# My laptop screen flickers until I press on it.



## army_stud (Nov 7, 2006)

My laptop screen flickers until I press on it. I have Fujitsu Lifebook (N Series) and it was working fine until recently when the screen started flickering. I notice that when I press on the corners of the screen, it stops for a second but I have to poke at it for a while to get it to stop for long enough to get any work done. It's depressing because I have work to do and I don't even enjoy using my laptop anymore. 

Why is my screen flickering and how do I fix it? What do I need to do?


----------



## army_stud (Nov 7, 2006)

If this is a loose connection, how do I fix it?


----------



## laboye (Apr 11, 2006)

Hi and welcome to TSF! You will need to take a look at the connection from the screen to the base of the system. This will be somewhere under the keyboard.

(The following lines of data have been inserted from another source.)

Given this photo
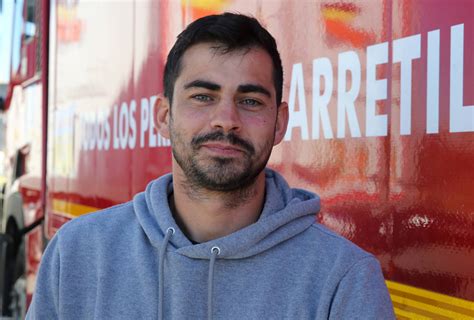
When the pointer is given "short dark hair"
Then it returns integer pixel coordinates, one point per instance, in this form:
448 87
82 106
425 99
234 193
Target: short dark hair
231 32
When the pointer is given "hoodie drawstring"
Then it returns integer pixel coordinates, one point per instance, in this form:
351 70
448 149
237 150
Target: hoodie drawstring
215 251
169 232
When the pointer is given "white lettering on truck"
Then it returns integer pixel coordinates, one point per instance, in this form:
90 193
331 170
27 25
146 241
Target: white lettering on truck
404 51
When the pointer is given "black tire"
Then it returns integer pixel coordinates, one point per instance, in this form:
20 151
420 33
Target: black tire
11 268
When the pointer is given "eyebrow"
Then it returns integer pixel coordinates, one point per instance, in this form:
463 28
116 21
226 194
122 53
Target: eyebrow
247 88
203 84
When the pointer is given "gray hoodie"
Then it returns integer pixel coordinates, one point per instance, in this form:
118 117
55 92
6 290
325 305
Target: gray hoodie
132 261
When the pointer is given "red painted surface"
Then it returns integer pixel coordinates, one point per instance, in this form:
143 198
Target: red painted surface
407 198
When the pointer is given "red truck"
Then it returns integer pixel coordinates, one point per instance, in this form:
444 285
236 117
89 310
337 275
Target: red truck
381 126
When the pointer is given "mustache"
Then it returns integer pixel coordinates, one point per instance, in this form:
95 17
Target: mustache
230 138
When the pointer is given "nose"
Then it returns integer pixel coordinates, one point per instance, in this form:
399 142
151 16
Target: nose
225 116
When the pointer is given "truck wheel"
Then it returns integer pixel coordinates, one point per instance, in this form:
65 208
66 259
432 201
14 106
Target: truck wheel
18 299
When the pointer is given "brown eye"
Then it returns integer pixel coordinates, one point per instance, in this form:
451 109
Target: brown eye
250 102
202 97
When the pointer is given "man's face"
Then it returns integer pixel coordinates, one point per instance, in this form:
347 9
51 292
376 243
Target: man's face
224 119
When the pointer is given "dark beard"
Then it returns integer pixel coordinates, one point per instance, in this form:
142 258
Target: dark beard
221 175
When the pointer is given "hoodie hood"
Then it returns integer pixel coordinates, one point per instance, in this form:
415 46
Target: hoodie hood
286 213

Please provide the model of the machine if you can.


----------



## army_stud (Nov 7, 2006)

*My computer is a Fujitsu Lifebook Laptop N6010 (N Series)*

My computer is a Fujitsu Lifebook Laptop N6010 (N Series) Fujitsu Lifebook Laptop N6010 (N Series)


----------



## supergato (Nov 22, 2008)

I have the same problem with a Dell xps M140. Need help thank you. I'm about to take it apart and check connections. But this is my roommates laptop so I'm worried. 
Thank you!


----------



## anjelique (Nov 23, 2008)

I had the EXACT same problem with my Acer Aspire notebook and just had to send it back under warranty. I lived with that problem for 5 months during which time I just clipped my screen with an oversized bulldog clip to stop the flickering. That was great until the entire 1/4 of the screen died and blacked out altogether, leaving me with a very, VERY strange viewable area -- had to move my taskbar to the left of my peripheries to see the startup bar.

Moving the laptop around to different locations seemed to exacerbate the problem... something to do knocking around the loose connections or something apparently -- I think the tech support thought I was dumb.

In my opinion, you should send it back to the manufacturer -- it's nothing you can figure out how to deal with on your own or get it repaired before the problem gets worse.

Good luck! Oh... and NEVER buy Acer if you can help it, no matter how enticing the price may appear!


----------